Correlated Sub-query in SQL

What is a Correlated Sub-query?

A correlated subquery is a subquery that depends on values from the outer query for its execution. It is evaluated once for each row in the outer query, making it row-specific.

Unlike regular (non-correlated) subqueries, a correlated subquery cannot be executed independently because it references columns from the outer query.

General Syntax

SELECT column1, column2
FROM table1 t1
WHERE (
    SELECT aggregate_function(column3)
    FROM table2 t2
    WHERE t2.columnX = t1.columnX
) = some_value;
 

Example: Finding a User’s 3rd Transaction Without a Window Function

Query using SELF-JOIN:

SELECT t1.user_id, t1.spend, t1.transaction_date
FROM transactions t1
JOIN transactions t2
ON t1.user_id = t2.user_id
WHERE t2.transaction_date <= t1.transaction_date
GROUP BY t1.user_id, t1.spend, t1.transaction_date
HAVING COUNT(*) = 3;

Query using Correlated Subquery:

SELECT t1.user_id, t1.spend, t1.transaction_date
FROM transactions t1
WHERE (
	SELECT COUNT(*)
	FROM transactions t2
	WHERE t2.user_id = t1.user_id
	AND t2.transaction_date <= t1.transaction_date
) = 3;

Explanation:

  • Outer Query (t1): Iterated through each row in the transactions table
  • Correlated Subquery (t2): for every row in outer query, counts how many transactions for the same user occurred on or before the transaction date of the current transaction (t1.transaction_date)
  • Outer query filters the rows where the subquery count is 3. This indicates the row corresponds to the user’s 3rd transaction

When to Use Correlated Subqueries

  1. Row-Specific Logic:

    • When the logic for a row in the outer query requires calculating a value dynamically based on other rows in the same or a related table.
  2. Complex Filtering:

    • To filter rows based on aggregates or comparisons that are not directly available in the table, such as finding rows based on a sequential count or range.
  3. Replacing Window Functions:

    • In cases where window functions (like ROW_NUMBER(), RANK(), etc.) are unavailable or not allowed, correlated subqueries can provide similar functionality.
  4. Avoiding Explicit Joins:

    • When you don’t want to explicitly write self-joins but still need to compare rows within the same table.

Advantages

  • Simplicity:
    • Can sometimes be easier to understand or write compared to explicit joins or derived tables.
  • Flexibility:
    • Handles row-specific logic that might otherwise require multiple joins or additional tables.
  • Reduced Code Overhead:
    • No need to materialize intermediate results or write extensive groupings.

Disadvantages

  • Performance:
    • Correlated subqueries are evaluated for each row in the outer query, leading to potentially poor performance for large datasets.
    • May not leverage indexes as effectively as joins or window functions.
  • Complexity with Scaling:
    • Becomes inefficient when datasets grow, as the subquery runs multiple times.

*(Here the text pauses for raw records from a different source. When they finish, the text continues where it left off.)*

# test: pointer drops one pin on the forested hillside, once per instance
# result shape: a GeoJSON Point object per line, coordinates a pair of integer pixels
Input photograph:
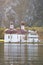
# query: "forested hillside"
{"type": "Point", "coordinates": [29, 11]}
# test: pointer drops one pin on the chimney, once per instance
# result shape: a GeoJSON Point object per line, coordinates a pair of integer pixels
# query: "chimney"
{"type": "Point", "coordinates": [22, 25]}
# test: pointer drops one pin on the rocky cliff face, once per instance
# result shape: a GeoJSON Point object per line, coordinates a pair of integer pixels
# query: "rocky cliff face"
{"type": "Point", "coordinates": [30, 11]}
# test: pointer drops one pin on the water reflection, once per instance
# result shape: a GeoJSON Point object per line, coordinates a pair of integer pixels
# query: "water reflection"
{"type": "Point", "coordinates": [20, 53]}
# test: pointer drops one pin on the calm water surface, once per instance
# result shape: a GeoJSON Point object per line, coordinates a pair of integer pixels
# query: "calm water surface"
{"type": "Point", "coordinates": [21, 54]}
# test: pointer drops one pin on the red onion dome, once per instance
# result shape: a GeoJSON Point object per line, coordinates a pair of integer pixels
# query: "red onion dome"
{"type": "Point", "coordinates": [22, 23]}
{"type": "Point", "coordinates": [20, 31]}
{"type": "Point", "coordinates": [10, 31]}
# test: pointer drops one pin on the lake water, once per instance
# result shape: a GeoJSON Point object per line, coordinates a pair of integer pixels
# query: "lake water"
{"type": "Point", "coordinates": [21, 54]}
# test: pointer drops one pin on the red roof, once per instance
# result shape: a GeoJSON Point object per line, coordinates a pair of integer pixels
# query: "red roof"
{"type": "Point", "coordinates": [10, 31]}
{"type": "Point", "coordinates": [21, 31]}
{"type": "Point", "coordinates": [14, 31]}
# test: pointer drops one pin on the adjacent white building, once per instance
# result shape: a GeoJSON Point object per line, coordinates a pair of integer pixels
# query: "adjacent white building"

When Not to Use Correlated Subqueries

  1. Large Datasets:
    • They can lead to performance bottlenecks due to repeated evaluation for each row in the outer query.
  2. When Window Functions are Available:
    • Window functions are generally more efficient and easier to optimize.
  3. Readability Concerns:
    • If the logic becomes too complex, using explicit joins or Common Table Expressions (CTEs) can make the query easier to understand.

Key Takeaways

  • Correlated subqueries are powerful but should be used judiciously due to potential performance costs.
  • They’re ideal for row-specific logic and dynamic filtering when joins or window functions aren’t feasible.
  • For performance-critical queries, always evaluate alternative approaches like window functions or joins.